Sorunların çözümünün, terör örgütü mensuplarını yok etmekle mümkün olmadığının, sorunun köküne inmek gerektiğinin altını çizen Yıldırım, şöyle konuştu:

"Önce El Kaide'ydi, El Nusra oldu, DEAŞ oldu. Bundan sonra hangi isimle karşımıza çıkacağını kimse garanti edemez. O halde çözüm tabii ki teröre hiçbir farklı bakış yapmadan 'ama, fakat' demeden, 'teröristler Müslüman ülkelerden çıkar' gibi bir yanlışa düşmeden bu mücadeleyi yapacağız. Diğer yandan da bunu doğuran sebeplere Birleşmiş Milletler, özellikle Birleşmiş Milletlerin güçlü 5 daimi üyesinin daha fazla yoğunlaşması lazım. Bölgedeki geleceğe yönelik adil paylaşım, demokrasi, adil yönetişim ve kaynakların adil dağıtımı konularına daha çok yoğunlaşılması gerekir. Bunun için birlikte daha fazla çalışmalıyız. Sonuç, daha çok demokrasi, daha çok insan hakları, daha çok yerel insanların seslerine kulak vermekten geçiyor."

Türkiye'nin, Avrupa'nın güvenliğini sağladığını, iki yıl önce bölgeden Avrupa'ya günlük ortalama 2 bin 500 mülteci geçişi varken, bugün bu sayının 70'in altına indiğini belirten Yıldırım, "Bu ne demektir? Biz mültecileri orada tutuyoruz. Onların arasına karışan teröristlerin de bu bölgeye gelip, buradaki toplumsal huzuru bozmasının önüne geçiyoruz. Bunun takdir edilmesini bekliyoruz. NATO'da görevlerimizi aynı şekilde etkin olarak yerine getiriyoruz." değerlendirmesini yaptı.

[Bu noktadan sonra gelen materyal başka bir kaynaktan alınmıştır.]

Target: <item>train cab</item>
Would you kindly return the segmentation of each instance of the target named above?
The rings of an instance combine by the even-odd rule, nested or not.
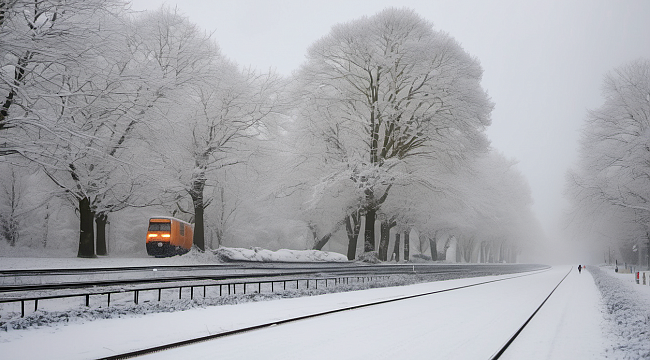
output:
[[[147,254],[166,257],[184,254],[192,248],[192,225],[172,217],[149,219],[147,229]]]

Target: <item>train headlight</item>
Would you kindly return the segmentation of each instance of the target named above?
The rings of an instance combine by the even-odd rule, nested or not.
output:
[[[170,236],[171,236],[171,235],[169,235],[169,234],[162,234],[162,237],[164,237],[164,238],[168,238],[168,237],[170,237]]]
[[[149,234],[150,238],[158,237],[158,234]]]

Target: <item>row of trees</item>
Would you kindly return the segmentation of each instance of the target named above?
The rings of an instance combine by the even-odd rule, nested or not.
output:
[[[650,61],[613,70],[603,96],[603,105],[588,113],[580,160],[568,174],[572,225],[626,262],[648,266]]]
[[[309,221],[321,232],[316,248],[345,224],[349,258],[363,228],[363,251],[386,260],[390,228],[416,227],[437,257],[436,236],[511,241],[521,235],[512,231],[532,225],[529,218],[490,231],[511,220],[512,214],[496,220],[505,207],[516,203],[529,211],[530,195],[525,185],[508,193],[487,184],[499,176],[491,174],[496,169],[506,182],[525,182],[489,151],[484,130],[492,103],[481,75],[477,59],[408,10],[337,25],[312,45],[292,98],[298,159],[319,159],[305,176],[317,180],[307,186],[316,189],[309,208],[316,214]],[[484,203],[497,193],[503,197]]]
[[[194,222],[201,250],[207,229],[207,247],[345,246],[351,259],[362,238],[387,260],[391,234],[415,228],[433,258],[445,239],[466,261],[512,260],[536,229],[525,180],[489,148],[478,61],[412,11],[335,26],[283,78],[241,69],[165,8],[0,10],[3,183],[20,168],[56,189],[39,202],[5,187],[11,244],[52,199],[78,214],[78,256],[105,254],[109,217],[134,208]]]

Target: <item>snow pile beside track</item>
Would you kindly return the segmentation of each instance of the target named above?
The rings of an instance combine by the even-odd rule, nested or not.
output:
[[[223,261],[258,261],[258,262],[347,262],[345,255],[319,250],[266,250],[258,247],[251,249],[226,248],[214,250]]]
[[[606,307],[605,319],[614,343],[614,359],[650,359],[650,298],[632,283],[618,279],[595,266],[587,267]]]

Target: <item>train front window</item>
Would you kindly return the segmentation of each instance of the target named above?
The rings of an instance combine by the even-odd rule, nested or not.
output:
[[[149,231],[171,231],[172,224],[168,222],[150,222]]]

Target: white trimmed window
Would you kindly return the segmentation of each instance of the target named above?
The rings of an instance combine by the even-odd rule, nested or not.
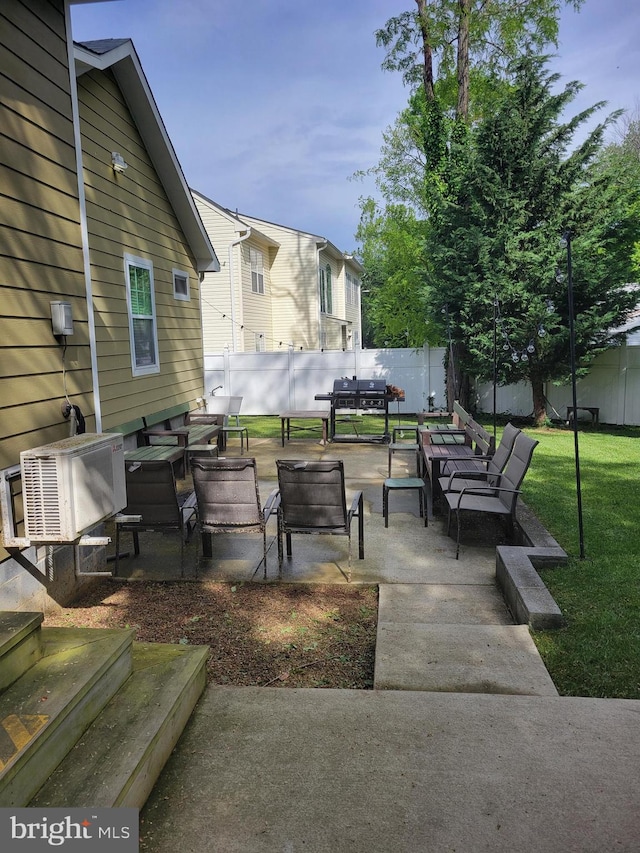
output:
[[[347,271],[346,274],[346,302],[347,305],[357,305],[358,304],[358,288],[360,287],[360,282],[358,279],[351,275],[350,272]]]
[[[153,264],[145,258],[124,256],[131,341],[131,369],[134,376],[160,372],[156,299]]]
[[[323,314],[333,313],[333,294],[331,285],[331,267],[320,267],[320,311]]]
[[[265,352],[267,349],[267,338],[264,332],[255,333],[256,352]]]
[[[174,299],[182,299],[188,302],[191,299],[189,293],[189,273],[184,270],[171,270],[173,275],[173,296]]]
[[[249,249],[251,259],[251,292],[264,293],[264,258],[258,249]]]

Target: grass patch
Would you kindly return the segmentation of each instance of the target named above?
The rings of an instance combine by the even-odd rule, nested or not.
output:
[[[540,572],[568,627],[533,632],[534,641],[562,695],[640,699],[640,431],[579,433],[585,559],[573,432],[527,431],[540,444],[524,500],[570,555],[568,566]]]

"Osmanlı tokadını zaten vurduk"

Mevcut durumun terörle ilgili bir mücadele olduğunun altını çizen Yıldırım, "Biz bu terör örgütlerine Osmanlı tokadını zaten vurduk. PKK'nın belini kırdık ama karşımıza başka bir isimle çıktılar. Çıkarken de yalnız başına çıkmadılar. Maalesef Amerika, Rusya, başka ülkelerin silahlarını gayrimeşru yollardan veya doğrudan temin ederek, insanlara karşı kullanıyorlar. Bugün Suriye'de birçok ülkenin silahı internet üzerinden satılıyor ve terör örgütleri bunu satın alıyor. Bu nasıl terörle mücadeledir? Bunun cevabını birisinin vermesi gerekir." ifadelerini kullandı.

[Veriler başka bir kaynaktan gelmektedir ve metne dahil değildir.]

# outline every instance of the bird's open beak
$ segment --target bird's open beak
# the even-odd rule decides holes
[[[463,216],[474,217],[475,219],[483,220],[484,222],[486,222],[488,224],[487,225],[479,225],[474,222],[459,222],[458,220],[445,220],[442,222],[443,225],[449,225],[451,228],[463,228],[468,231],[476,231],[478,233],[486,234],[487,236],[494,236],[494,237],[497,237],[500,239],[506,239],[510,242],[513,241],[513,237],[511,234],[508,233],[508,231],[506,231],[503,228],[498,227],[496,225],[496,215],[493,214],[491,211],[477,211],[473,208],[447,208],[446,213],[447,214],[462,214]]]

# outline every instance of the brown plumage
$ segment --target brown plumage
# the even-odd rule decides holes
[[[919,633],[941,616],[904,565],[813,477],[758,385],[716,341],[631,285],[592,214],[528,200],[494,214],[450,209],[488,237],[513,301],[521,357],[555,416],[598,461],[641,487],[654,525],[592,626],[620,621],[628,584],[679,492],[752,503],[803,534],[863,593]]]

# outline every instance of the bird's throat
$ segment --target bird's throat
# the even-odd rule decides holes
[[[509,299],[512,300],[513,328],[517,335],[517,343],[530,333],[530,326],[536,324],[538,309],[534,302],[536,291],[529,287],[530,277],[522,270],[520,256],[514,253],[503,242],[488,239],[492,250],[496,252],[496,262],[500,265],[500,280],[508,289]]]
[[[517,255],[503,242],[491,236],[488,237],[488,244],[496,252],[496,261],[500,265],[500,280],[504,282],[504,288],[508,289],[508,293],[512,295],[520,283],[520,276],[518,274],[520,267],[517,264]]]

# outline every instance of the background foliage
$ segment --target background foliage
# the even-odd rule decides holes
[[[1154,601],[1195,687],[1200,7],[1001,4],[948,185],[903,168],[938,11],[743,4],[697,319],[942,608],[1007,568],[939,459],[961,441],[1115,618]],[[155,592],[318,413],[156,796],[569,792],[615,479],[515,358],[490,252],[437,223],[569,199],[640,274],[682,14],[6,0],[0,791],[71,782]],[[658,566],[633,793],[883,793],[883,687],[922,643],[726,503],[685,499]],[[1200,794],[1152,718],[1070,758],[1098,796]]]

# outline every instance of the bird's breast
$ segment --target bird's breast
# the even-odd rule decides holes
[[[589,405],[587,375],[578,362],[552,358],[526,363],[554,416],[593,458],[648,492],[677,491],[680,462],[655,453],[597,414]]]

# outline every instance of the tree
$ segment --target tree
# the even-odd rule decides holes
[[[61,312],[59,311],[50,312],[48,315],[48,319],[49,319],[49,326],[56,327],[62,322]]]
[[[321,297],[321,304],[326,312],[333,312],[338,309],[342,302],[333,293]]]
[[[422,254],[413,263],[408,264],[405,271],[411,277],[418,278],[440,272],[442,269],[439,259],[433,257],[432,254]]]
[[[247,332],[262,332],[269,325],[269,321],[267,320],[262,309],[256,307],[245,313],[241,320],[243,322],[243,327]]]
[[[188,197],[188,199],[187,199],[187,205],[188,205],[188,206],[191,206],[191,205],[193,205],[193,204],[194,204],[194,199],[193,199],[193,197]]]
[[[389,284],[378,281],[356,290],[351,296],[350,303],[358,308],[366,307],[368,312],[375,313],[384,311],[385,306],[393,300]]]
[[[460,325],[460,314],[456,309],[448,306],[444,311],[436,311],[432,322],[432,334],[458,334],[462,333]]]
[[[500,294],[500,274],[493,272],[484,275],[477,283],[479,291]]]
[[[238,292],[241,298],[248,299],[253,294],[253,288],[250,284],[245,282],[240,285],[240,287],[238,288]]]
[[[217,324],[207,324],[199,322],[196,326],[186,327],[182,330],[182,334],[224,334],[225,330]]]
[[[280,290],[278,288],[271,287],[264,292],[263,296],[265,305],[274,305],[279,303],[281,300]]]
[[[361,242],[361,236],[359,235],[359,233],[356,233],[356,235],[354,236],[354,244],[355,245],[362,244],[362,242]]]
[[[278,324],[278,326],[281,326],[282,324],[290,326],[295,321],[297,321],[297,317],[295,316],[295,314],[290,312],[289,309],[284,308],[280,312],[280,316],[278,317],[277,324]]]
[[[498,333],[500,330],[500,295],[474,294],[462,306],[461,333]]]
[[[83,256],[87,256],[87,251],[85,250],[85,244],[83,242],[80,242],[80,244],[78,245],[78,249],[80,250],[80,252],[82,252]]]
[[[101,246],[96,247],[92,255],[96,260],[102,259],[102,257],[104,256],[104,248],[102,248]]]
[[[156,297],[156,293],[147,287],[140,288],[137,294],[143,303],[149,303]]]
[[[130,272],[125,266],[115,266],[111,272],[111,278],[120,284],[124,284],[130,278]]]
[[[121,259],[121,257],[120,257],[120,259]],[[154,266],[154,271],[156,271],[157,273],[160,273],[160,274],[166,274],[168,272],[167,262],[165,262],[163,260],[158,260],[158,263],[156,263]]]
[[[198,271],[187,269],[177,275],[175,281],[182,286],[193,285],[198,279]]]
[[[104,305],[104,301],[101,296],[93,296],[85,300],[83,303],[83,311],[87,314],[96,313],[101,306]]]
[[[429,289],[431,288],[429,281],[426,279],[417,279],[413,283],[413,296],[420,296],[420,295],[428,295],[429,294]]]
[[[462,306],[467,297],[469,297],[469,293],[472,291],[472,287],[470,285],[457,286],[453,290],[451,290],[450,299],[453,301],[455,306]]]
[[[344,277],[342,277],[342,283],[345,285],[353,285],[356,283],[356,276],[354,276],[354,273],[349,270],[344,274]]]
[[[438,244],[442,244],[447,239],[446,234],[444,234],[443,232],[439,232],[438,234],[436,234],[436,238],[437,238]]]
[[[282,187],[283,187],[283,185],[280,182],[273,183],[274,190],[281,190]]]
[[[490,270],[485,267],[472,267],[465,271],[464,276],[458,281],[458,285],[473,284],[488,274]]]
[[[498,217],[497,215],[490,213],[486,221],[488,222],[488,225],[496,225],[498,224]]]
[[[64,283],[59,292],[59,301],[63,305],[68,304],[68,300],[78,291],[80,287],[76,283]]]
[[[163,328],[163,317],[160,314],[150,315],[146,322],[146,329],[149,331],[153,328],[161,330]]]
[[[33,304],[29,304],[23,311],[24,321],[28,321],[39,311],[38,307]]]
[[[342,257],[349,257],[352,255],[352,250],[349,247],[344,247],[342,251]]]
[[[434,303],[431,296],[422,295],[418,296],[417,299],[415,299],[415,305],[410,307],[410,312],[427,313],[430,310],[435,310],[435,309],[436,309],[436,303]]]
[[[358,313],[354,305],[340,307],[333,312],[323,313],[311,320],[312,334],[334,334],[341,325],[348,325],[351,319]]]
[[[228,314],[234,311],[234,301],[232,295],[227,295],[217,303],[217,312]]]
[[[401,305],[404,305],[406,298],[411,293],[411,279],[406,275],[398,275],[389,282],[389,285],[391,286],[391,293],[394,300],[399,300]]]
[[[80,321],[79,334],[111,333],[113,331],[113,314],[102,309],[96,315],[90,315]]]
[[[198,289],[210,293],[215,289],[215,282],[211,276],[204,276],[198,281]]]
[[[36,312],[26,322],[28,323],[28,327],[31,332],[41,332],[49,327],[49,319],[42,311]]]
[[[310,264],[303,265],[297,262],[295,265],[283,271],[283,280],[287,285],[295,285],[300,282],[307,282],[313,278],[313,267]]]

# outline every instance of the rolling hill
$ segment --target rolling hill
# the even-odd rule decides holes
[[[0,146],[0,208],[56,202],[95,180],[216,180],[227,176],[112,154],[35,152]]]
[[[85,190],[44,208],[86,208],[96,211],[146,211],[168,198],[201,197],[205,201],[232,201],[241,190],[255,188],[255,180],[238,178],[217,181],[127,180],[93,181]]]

Türkiye'de gazetecilerin özgür olmadığına ve basın özgürlüğü bulunmadığına ilişkin bir soruya ise Yıldırım, "Türkiye'de hukuk devleti sorgulanıyor. 'Gazeteciler hapiste, Deniz Yücel bırakıldı, diğerleri de bırakılsın' falan. Türkiye bir hukuk devleti, tıpkı Almanya gibi, tıpkı ABD gibi. Kimsenin bir başka ülkenin hukuk devletini sorgulama hakkı yoktur." dedi.

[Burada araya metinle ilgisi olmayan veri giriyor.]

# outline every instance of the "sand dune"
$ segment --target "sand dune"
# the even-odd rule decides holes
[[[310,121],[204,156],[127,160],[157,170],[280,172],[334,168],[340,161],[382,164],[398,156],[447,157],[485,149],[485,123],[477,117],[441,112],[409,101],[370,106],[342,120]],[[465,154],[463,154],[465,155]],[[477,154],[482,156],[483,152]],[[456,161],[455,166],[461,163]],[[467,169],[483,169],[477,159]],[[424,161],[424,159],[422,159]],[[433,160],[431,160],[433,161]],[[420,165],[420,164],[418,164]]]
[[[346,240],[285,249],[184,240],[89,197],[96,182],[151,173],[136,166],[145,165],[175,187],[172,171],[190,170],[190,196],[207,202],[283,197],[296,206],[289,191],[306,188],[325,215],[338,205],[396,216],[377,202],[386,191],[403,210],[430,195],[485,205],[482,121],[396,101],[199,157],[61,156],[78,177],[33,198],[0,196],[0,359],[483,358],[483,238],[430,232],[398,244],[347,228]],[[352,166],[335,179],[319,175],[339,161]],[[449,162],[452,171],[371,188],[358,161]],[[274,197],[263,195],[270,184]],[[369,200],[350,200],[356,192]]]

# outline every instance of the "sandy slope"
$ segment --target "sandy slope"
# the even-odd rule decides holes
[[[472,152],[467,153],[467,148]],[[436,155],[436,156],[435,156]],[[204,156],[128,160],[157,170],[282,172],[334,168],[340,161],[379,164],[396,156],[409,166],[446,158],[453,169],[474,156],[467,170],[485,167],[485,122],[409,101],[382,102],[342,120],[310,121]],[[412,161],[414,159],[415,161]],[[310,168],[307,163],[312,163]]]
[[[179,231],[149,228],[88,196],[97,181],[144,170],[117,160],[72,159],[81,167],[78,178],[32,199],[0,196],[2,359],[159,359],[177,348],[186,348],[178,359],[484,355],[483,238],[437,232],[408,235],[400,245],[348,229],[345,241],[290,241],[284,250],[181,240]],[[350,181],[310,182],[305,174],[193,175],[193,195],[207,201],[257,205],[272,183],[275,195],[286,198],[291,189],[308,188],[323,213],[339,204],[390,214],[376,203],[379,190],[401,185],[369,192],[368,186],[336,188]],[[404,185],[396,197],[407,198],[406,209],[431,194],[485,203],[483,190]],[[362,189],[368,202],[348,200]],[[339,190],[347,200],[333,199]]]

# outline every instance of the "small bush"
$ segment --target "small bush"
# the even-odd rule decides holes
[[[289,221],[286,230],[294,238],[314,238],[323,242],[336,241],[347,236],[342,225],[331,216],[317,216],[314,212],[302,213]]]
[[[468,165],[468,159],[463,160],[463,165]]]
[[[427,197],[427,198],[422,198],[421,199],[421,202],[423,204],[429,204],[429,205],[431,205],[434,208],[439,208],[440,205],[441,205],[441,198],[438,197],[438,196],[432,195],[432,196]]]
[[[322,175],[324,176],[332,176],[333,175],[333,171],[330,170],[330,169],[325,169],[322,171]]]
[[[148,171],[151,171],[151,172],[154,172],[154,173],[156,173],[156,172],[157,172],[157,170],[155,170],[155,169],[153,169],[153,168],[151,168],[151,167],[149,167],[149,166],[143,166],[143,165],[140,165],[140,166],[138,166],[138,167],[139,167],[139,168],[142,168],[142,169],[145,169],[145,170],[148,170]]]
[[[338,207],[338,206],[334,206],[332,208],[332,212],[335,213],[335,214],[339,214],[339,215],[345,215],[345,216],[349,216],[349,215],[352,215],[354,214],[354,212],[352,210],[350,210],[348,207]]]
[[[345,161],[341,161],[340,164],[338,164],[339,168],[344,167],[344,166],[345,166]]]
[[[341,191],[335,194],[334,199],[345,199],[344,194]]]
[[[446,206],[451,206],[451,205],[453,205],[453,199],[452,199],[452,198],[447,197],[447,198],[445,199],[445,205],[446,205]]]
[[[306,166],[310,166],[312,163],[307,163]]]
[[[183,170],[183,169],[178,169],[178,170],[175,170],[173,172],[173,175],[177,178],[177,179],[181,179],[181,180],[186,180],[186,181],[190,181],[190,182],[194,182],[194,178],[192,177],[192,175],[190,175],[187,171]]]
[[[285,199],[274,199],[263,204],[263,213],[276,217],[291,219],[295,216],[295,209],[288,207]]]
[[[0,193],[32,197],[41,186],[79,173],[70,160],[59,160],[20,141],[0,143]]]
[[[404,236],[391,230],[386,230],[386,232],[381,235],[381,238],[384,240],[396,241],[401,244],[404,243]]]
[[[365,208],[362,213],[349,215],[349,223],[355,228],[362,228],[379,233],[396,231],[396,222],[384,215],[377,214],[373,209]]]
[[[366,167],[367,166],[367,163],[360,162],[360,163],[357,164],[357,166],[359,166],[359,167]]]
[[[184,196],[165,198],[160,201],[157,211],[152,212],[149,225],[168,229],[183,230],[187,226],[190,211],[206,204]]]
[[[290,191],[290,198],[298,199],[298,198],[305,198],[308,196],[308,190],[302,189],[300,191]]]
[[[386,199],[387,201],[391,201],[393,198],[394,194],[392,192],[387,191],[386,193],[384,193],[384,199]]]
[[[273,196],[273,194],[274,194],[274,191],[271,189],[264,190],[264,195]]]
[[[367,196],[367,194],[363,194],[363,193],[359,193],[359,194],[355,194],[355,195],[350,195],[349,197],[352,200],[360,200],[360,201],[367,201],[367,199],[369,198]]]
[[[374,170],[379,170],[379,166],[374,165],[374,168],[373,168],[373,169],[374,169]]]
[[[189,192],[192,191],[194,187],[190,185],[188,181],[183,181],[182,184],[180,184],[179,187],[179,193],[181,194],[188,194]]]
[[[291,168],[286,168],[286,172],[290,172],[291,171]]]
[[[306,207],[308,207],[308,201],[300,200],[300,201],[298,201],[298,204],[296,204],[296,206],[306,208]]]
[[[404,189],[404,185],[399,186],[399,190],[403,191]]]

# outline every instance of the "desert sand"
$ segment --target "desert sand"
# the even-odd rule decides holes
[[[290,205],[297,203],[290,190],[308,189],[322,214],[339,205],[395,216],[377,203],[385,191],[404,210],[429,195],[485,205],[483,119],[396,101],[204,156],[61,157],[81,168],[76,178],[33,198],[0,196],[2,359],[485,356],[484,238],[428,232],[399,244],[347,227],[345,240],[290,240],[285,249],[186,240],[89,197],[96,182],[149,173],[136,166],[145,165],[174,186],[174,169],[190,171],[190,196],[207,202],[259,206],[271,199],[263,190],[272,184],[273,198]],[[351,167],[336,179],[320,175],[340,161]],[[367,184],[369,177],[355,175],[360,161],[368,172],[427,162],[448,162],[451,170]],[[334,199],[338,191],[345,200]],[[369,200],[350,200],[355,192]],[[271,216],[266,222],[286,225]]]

Almanya'da Türk vatandaşı 3 bin 63 hükümlü ve tutuklu olduğunu hatırlatan Yıldırım, bu kişilerin neden içeride olduğu sorusunu yönetti.

Bu kişilerinin davalarının görülmesi ve haklarında karar verilmesini istediklerini dile getiren Yıldırım, "Bize düşen görev, yargıyı rahat bırakmak ve kararını vermesini sağlamak. Eğer burada süreçler ağır gidiyor ise bu süreçleri hızlandıracak yasal düzenlemeleri yapabiliriz. Bunu yapmak bizim işimiz. Parlamentoyu çalıştırmak, bu yasaları daha da iyileştirmek, yargı süreçlerini kısaltmak bizim görevimiz." değerlendirmesini yaptı.